Alicia Vikander's Lara Croft will be an inexperienced adventurer when we meet her in next year's Tomb Raider reboot, which is currently shaping up to be one of next year's most interesting blockbuster films. Similar to the trajectory of the video game franchise of the same name, this Tomb Raider reboot is coming to theaters 15 years after Angelina Jolie's last onscreen portrayal of Lara Croft was seen on the big screen in 2003's Tomb Raider: The Cradle of Life. Unfortunately, Hollywood's record of adapting video game franchises for the big screen hasn't improved in any notable way since then, making this Tomb Raider reboot feel like just as much of an uncertainty as ever.

Directed by the foreign filmmaker, Roar Uthaug (The Wave), however, the names attached to this new live-action take on Tomb Raider add up to a particularly talented ensemble. Not only is Alicia Vikander - who is coming off an Oscar victory from a couple years back - leading the film as Lara Croft, but she will also be accompanied throughout the film by a number of talented veteran names, including Dominic West as her father Lord Richard Croft, Walton Goggins as the villainous Mathias Vogel, Daniel Wu as Lu Ren, and more.

In a new interview with EW for the film as well, Alicia Vikander talks about what separates her version of Lara Croft from Jolie's, simultaneously confirming that the film will be an origin story for the character.
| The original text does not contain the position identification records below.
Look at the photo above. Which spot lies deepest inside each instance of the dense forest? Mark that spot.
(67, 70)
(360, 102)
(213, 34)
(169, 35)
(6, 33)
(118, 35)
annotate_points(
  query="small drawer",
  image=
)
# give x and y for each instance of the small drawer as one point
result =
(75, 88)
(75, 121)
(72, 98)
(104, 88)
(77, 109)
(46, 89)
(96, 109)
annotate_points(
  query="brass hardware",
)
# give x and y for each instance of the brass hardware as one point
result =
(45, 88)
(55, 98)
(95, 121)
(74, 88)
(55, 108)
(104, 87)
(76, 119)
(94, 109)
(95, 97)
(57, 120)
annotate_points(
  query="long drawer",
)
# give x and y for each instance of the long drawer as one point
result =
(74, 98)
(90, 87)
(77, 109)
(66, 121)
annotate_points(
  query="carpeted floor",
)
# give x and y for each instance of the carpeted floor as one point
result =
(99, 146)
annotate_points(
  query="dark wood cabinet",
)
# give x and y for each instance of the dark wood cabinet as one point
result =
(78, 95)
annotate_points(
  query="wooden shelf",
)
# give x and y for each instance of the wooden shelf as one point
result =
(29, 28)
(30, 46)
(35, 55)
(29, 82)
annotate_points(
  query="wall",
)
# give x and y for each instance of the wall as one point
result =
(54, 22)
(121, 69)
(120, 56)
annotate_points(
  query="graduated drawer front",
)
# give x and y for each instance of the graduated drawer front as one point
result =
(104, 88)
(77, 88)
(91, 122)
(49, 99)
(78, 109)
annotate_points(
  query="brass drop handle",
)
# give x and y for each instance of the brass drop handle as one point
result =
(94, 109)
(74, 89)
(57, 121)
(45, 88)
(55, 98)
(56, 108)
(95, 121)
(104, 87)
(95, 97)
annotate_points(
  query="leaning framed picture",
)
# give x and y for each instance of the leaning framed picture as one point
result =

Similar to the general trajectory of the 2013 video game reboot, Vikander revealed that Tomb Raider will pick up with Lara as a girl stuck in a day job in London, who journeys into the unknown after an unlikely clue hints at the possible survival of her presumed-dead father:

“She has all the fierce, tough, curious, intelligent traits, but we’ve stripped away all of her experience. She hasn’t gone on an adventure just yet. She thought he was a stuck up businessperson living in the modern youth culture of suburban London, but then this whole box of information. This is the beginning.”

New Image of Alicia Vikander as Lara Croft

Vikander also revealed that she feels even more motivated to make this take on Tomb Raider and Lara Croft the best it can possibly be, following her own personal viewing of director Patty Jenkins' Wonder Woman earlier this year:

“I went to the cinema and saw Wonder Woman the other day. It’s a mixture of joy and sadness pouring over me, as I was thinking, ‘Oh, my God, I haven’t seen women onscreen like that.’ And I wondered how many stories there have there been throughout the years that haven’t been told. If Wonder Woman made such an impact, which it deserves to, then we need to use ten times as much force to make some change. Because it needs to happen.”

Considering just how well-received the 2013 video game reboot of the Tomb Raider franchise was - which told a similar origin story-like tale for Lara Croft - it doesn't come as much of a surprise that this new take on the character would pick up with her at the start of her adventuring days. Now, whether or not that actually affects the pacing and tone of the film in any noticeably negative or positive ways, will have to wait to be seen for the time being.

Fortunately, with no official footage having been released from Tomb Raider up until this point, these new comments from Vikander could also mean some kind of near release date for the film's first trailer. After wrapping principal photography near the beginning of last month and with an early March release date next year, the timetable would certainly make sense, and hopefully, then, fans can finally get their first real idea of what to expect from this particular Tomb Raider story - one which could very well be the first properly successful video game adaptation that Hollywood has been waiting for.